Wednesday, August 5, 2015
Diane Ring (Boston College), Who Should Be Invited to the Tax Dinner? Another Perspective on the Role of Tax Professionals (Jotwell) reviewing Gillian Brock (Auckland) & Hamish Russell (Toronto), Abusive Tax Avoidance and Institutional Corruption: The Responsibilities of Tax Professionals):
Brock and Russell’s article [argues that] the functioning of the tax system depends, in part on our acknowledgement that certain behavior is important to its successful operation, even though that behavior may not have been formalized explicitly into the law. ... [I]t has been ... difficult to establish a shared vision of the moral responsibility for curbing abusive tax avoidance. But Brock and Russell seek to ignite this conversation through their fresh perspective. ...

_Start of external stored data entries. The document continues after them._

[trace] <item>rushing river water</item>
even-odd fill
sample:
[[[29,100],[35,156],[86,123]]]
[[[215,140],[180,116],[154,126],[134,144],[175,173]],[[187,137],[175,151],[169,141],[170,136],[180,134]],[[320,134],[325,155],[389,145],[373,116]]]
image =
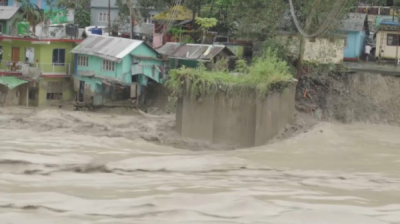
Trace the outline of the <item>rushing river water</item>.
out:
[[[234,151],[89,134],[1,129],[0,223],[400,223],[400,128]]]

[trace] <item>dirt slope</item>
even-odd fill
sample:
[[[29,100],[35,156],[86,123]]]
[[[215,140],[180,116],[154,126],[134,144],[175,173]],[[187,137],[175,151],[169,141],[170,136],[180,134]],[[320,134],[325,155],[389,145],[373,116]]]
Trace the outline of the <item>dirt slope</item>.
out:
[[[331,73],[299,79],[297,110],[321,120],[400,125],[400,76]]]

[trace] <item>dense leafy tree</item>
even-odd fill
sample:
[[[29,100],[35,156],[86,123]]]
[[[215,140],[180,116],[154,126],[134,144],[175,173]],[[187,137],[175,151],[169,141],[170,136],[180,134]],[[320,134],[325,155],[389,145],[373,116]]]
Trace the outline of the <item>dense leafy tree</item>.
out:
[[[16,0],[20,5],[23,11],[23,17],[29,24],[32,26],[32,31],[35,33],[36,25],[43,21],[44,13],[35,3],[32,3],[30,0]],[[18,20],[21,20],[21,17],[18,17],[13,21],[13,23],[17,24]]]
[[[80,28],[90,26],[90,0],[46,0],[50,6],[49,14],[55,9],[75,9],[75,23]]]

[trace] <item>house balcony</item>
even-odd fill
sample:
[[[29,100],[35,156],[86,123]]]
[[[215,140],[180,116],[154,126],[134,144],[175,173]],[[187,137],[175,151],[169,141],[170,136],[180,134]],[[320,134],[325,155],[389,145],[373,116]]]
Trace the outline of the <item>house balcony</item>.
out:
[[[69,63],[35,63],[28,64],[16,62],[16,68],[12,69],[12,63],[3,62],[0,66],[0,75],[33,75],[39,72],[42,76],[63,77],[71,75]]]

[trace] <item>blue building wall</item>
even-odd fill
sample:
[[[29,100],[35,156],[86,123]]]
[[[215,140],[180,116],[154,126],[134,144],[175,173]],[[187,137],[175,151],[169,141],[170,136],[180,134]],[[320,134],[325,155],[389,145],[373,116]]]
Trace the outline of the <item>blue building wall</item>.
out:
[[[363,53],[365,44],[365,31],[347,32],[347,46],[343,50],[346,60],[358,60]]]
[[[41,9],[50,9],[45,0],[30,0],[31,3],[36,4]],[[8,0],[8,6],[17,6],[16,0]]]

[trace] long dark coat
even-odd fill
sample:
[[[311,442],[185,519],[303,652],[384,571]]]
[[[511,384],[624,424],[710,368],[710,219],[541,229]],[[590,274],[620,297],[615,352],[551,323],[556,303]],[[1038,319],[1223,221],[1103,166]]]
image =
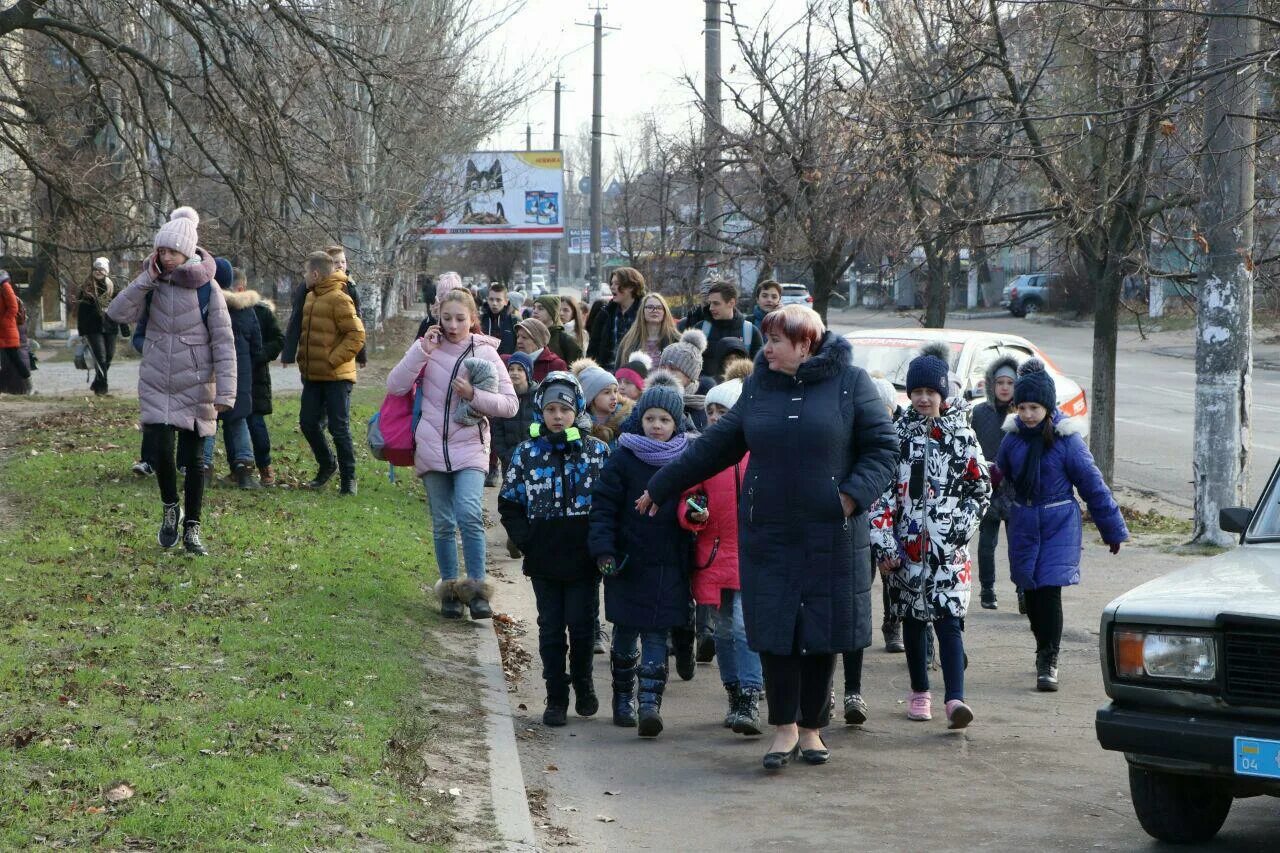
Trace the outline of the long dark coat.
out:
[[[245,293],[254,293],[246,290]],[[256,295],[256,294],[255,294]],[[284,348],[284,330],[276,319],[276,306],[269,299],[260,296],[253,304],[253,313],[258,318],[258,329],[262,332],[262,352],[253,363],[253,413],[269,415],[273,411],[271,401],[271,362],[280,357]]]
[[[253,414],[253,364],[261,357],[262,330],[253,311],[257,293],[224,291],[223,296],[231,314],[231,335],[236,345],[236,404],[230,411],[218,415],[218,420],[234,421]]]
[[[649,495],[671,509],[681,491],[747,451],[738,539],[748,645],[772,654],[866,648],[866,511],[893,476],[897,444],[848,341],[827,332],[795,376],[757,356],[737,405],[650,480]],[[856,504],[849,518],[841,493]]]

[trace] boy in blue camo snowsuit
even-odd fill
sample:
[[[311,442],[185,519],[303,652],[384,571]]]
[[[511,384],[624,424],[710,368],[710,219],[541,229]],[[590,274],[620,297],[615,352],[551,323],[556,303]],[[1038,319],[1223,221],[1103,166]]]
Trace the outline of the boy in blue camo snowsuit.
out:
[[[609,448],[575,426],[586,403],[572,373],[547,374],[533,408],[532,438],[511,454],[498,512],[507,536],[524,554],[524,573],[538,604],[538,651],[547,683],[542,720],[563,726],[570,683],[578,716],[590,717],[600,707],[591,678],[600,574],[587,550],[587,526],[591,490]]]

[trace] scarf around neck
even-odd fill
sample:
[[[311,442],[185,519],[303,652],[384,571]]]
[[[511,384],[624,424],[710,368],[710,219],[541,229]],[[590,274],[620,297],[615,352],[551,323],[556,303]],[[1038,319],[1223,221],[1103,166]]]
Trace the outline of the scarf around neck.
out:
[[[689,446],[689,436],[676,433],[670,441],[654,441],[645,435],[624,432],[618,437],[618,443],[634,453],[646,465],[666,465],[672,462]]]
[[[1040,491],[1040,457],[1044,454],[1044,421],[1029,427],[1019,420],[1018,437],[1027,444],[1027,458],[1023,460],[1022,470],[1013,478],[1013,490],[1018,500],[1026,502],[1034,499],[1036,492]]]

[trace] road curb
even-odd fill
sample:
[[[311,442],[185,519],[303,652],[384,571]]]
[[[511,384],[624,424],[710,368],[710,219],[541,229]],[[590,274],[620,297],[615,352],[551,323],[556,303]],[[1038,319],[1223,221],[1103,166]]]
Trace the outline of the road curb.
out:
[[[480,631],[476,654],[484,672],[481,703],[485,712],[485,739],[489,746],[489,792],[493,799],[494,824],[502,839],[503,850],[532,853],[538,849],[537,837],[533,833],[533,818],[529,815],[520,750],[516,748],[511,699],[507,693],[507,679],[502,672],[498,635],[492,625]]]

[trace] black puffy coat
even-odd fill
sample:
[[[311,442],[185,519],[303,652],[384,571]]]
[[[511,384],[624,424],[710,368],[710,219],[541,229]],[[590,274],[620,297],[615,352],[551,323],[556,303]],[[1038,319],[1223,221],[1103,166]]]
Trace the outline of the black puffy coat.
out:
[[[529,438],[529,425],[533,423],[533,395],[537,391],[538,386],[531,384],[529,390],[523,394],[517,394],[516,399],[520,401],[520,407],[511,417],[489,418],[493,452],[498,454],[498,459],[501,460],[504,468],[511,462],[511,451]]]
[[[969,413],[969,425],[978,436],[978,445],[982,448],[982,458],[988,465],[996,461],[996,452],[1000,450],[1000,442],[1004,440],[1004,420],[1014,410],[1013,402],[1001,406],[996,402],[996,371],[1001,367],[1012,367],[1016,373],[1018,360],[1011,355],[997,358],[987,367],[986,389],[987,399],[973,407]],[[988,518],[1008,518],[1009,504],[1013,500],[1013,484],[1002,482],[991,495],[991,505],[987,508]]]
[[[428,317],[430,314],[431,306],[428,305]],[[488,302],[480,303],[480,331],[491,338],[498,339],[498,355],[511,355],[516,351],[516,323],[518,322],[510,305],[503,308],[502,313],[494,314],[489,310]]]
[[[280,357],[284,348],[284,330],[276,319],[276,306],[269,299],[257,296],[253,303],[253,314],[258,318],[258,330],[262,332],[262,352],[253,362],[253,414],[269,415],[273,411],[271,405],[271,362]]]
[[[234,421],[253,414],[253,365],[262,356],[262,330],[253,306],[258,294],[253,291],[225,291],[227,312],[231,315],[231,336],[236,344],[236,404],[218,415],[218,420]]]
[[[642,630],[689,622],[693,534],[680,526],[674,500],[652,517],[635,509],[657,471],[619,447],[591,493],[591,556],[614,557],[621,564],[616,575],[604,579],[605,616],[615,625]]]
[[[684,489],[751,459],[738,506],[747,642],[757,652],[824,654],[871,644],[866,511],[884,493],[897,441],[849,342],[827,332],[795,376],[763,353],[724,417],[649,482],[673,511]],[[840,493],[857,505],[845,518]]]
[[[351,298],[351,304],[356,307],[356,316],[360,316],[360,294],[356,291],[356,283],[348,277],[347,284],[343,288],[343,292]],[[298,342],[302,340],[302,308],[307,303],[307,288],[296,287],[293,291],[293,307],[289,310],[289,326],[284,332],[284,347],[280,350],[280,358],[285,364],[294,364],[298,360]],[[418,335],[422,337],[422,335]],[[356,353],[356,364],[363,367],[369,361],[369,355],[365,352],[364,345],[360,346],[360,352]]]

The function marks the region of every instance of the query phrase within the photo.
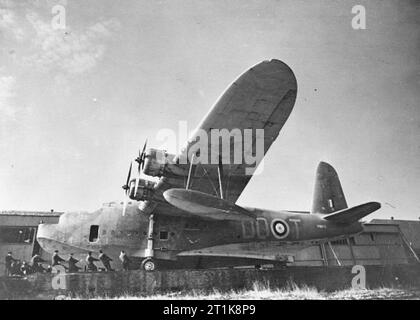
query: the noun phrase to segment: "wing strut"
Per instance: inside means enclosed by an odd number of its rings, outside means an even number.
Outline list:
[[[219,166],[217,168],[217,175],[219,176],[220,199],[223,199],[223,164],[222,157],[219,156]]]
[[[190,187],[191,187],[191,178],[192,178],[192,175],[193,175],[194,159],[195,159],[195,153],[193,153],[191,155],[190,168],[188,170],[187,185],[185,187],[185,190],[189,190]],[[203,169],[205,170],[205,168],[203,168]],[[205,172],[207,172],[207,171],[205,170]],[[223,200],[224,199],[224,196],[223,196],[223,164],[222,164],[222,157],[220,157],[220,156],[219,156],[219,165],[217,167],[217,176],[218,176],[218,180],[219,180],[220,199]],[[217,191],[216,191],[216,194],[217,194]]]
[[[188,171],[187,186],[185,187],[186,190],[189,190],[191,186],[191,174],[192,174],[192,169],[194,165],[194,158],[195,158],[195,153],[191,155],[190,170]]]

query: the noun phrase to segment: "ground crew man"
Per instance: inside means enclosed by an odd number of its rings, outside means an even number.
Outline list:
[[[33,272],[44,272],[44,268],[40,265],[40,263],[45,262],[44,259],[41,258],[39,254],[35,254],[31,259],[31,268]]]
[[[54,254],[52,256],[52,266],[54,267],[54,266],[57,266],[57,265],[61,265],[60,262],[64,262],[64,261],[66,261],[66,260],[64,260],[63,258],[61,258],[58,255],[58,250],[55,250]]]
[[[102,250],[99,250],[99,260],[101,260],[102,264],[104,265],[106,271],[114,271],[114,269],[111,268],[111,261],[112,259],[108,257],[105,253],[103,253]]]
[[[7,253],[7,256],[4,258],[4,260],[5,260],[5,265],[6,265],[6,276],[11,276],[12,275],[12,264],[13,264],[13,262],[17,262],[17,260],[15,258],[13,258],[11,251],[9,251]]]
[[[15,260],[12,262],[12,267],[10,268],[10,273],[12,276],[21,276],[22,275],[22,271],[20,269],[20,267],[22,266],[22,263],[20,262],[20,260]]]
[[[73,253],[70,253],[70,258],[67,262],[69,264],[69,272],[70,273],[79,272],[80,267],[76,266],[76,263],[78,263],[79,260],[77,260],[73,257]]]
[[[99,261],[99,259],[94,258],[92,256],[92,252],[89,251],[89,253],[86,257],[86,263],[87,263],[88,271],[98,271],[98,268],[95,265],[95,261]]]
[[[27,276],[29,274],[29,271],[29,265],[26,263],[26,261],[23,261],[22,265],[20,266],[20,272],[22,273],[22,275]]]
[[[120,253],[120,260],[122,263],[123,270],[128,270],[130,265],[130,259],[128,259],[127,254],[124,250],[122,250]]]

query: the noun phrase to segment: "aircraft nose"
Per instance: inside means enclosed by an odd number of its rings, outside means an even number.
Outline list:
[[[55,239],[57,238],[57,225],[56,224],[40,224],[36,240],[41,248],[47,252],[54,250]]]

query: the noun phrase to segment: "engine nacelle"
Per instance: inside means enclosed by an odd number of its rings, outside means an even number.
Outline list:
[[[164,150],[148,149],[144,161],[144,174],[161,177],[169,163],[168,154]]]
[[[148,149],[144,161],[143,173],[152,177],[174,177],[187,176],[188,170],[174,163],[174,154],[169,154],[164,150]]]
[[[136,180],[131,180],[130,182],[130,199],[137,201],[147,201],[152,200],[155,192],[156,183],[149,180],[139,179],[139,186],[136,191]]]

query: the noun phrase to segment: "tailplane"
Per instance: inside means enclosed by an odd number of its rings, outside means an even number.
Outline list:
[[[379,202],[368,202],[352,208],[327,214],[323,216],[323,218],[328,221],[334,221],[335,223],[352,224],[378,210],[380,207],[381,204]]]

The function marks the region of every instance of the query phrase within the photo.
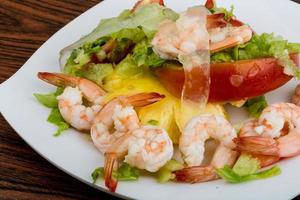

Brock and Russell consider a number of well-known cases of abusive tax avoidance and evaluate the roles played by tax lawyers, accountants and financial advisors in shaping the law, designing the strategies, implementing the strategies, and in some cases, defending the strategies. Ultimately, Brock and Russell argue that those who have caused, have benefitted from, and have the capacity to fix the situation bear a special duty to undertake reform efforts. Brock and Russell are cognizant of the likely challenges to their framework (in particular critiques grounded in the traditionally recognized duties that lawyers owe clients). But their primary mission in this article is to provide an alternative framing of this entire debate – one that begins with notions of integrity and corruption in fiscal institutions, and concludes with a powerful claim that professionals who have contributed to abusive tax avoidance (and thus potential institutional corruption) bear a special duty to “engage in collective action to support necessary changes to practices or norms in their professions.” Brock and Russell’s fresh take on defining the ethical and moral duties of tax professionals provides a valuable contribution to the literature and one that I hope they continue to develop.